Croome cites opinion poll results from 1988 when only 31% of Tasmanians were prepared to support gay law reform and anti-discrimination legislation (which was the lowest result in the country). Ten years later, almost 60% of people were in support.

"Community attitudes have changed", Croome said. "This is why the laws have changed. Each of these polls showed only a very small number of people undecided (around 7%), so that means that antagonistic people have become supportive.

"How did that happen? The answer is that there has been more debate on these issues in Tasmania than in other places in the world. Not one single Tasmanian could escape that debate. People were forced to think through the issues. Once people begin to think, they are forced to reevaluate their positions."

According to Croome, the campaign was one of "ceaseless community education", which had a "dramatic effect in a tight-knit community". The campaign was based on mobilisation, "not only by lesbians and gays but also our straight allies". Street "marches send a strong message".

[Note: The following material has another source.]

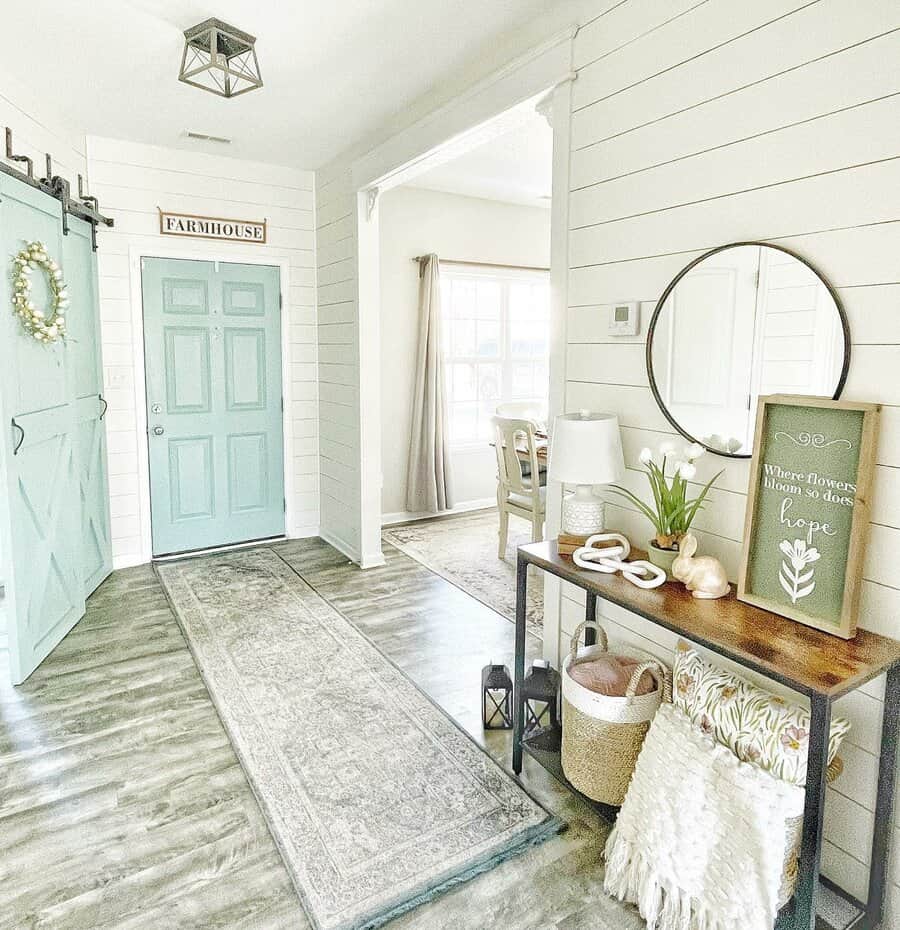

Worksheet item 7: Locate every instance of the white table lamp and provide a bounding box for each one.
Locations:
[547,410,625,536]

"Gay law reform became a metaphor for Tasmania's future which resonated throughout the community. The achievement of gay law reform became a symbol for which direction the state would go in."

Croome explained that the struggle for legal recognition of democratic rights of lesbians and gay men was increasingly seen as party of "a broader reinvention of Tasmania", "a metaphor for a freer Tasmania".

"The real change happened in the hearts and minds of ordinary Tasmanians. Social change only comes about through building those relationships with people across the community. It was only through that relationship that any change could happen. If we had sat back and relied on abstract principles of justice and we wouldn't have got anywhere.

"This might sound odd because of our appeal to United Nations was based on abstract principles. But the importance of that appeal to the UN was in a broader context of changing community attitudes in Tasmania.

"The human rights movement has relied far too much on abstract and universal principles of human rights to achieve its goals and the result is Hansonism, Ruddock and Woomera. Quoting the Universal Covenant on Human Rights does not create social change. Pieces of paper like the international covenant mean nothing if respect for human rights is not taken to heart by the community.

"The only way to wipe [anti-democratic] policies and ideas away is to establish those relationships again; to accept that the most important people in any human rights agenda are ordinary people out in the suburbs."

Human rights activists need to "reach out to them, talk to them face to face, to locate issues in their own experiences, in the places people live and to mobilise them. That is the only answer. It is only in that context that pieces of paper like the international covenant can have any impact."

Bringing about progressive changes in the law and government policy takes a big effort and a lot of sacrifice by activists, according Croome "It is a big effort and it can't be done from an office. It means lots of travel, talking, public meetings, marches, demonstrations and placard painting. It requires a big investment for a big return."

From Green Left Weekly, January 15, 2003.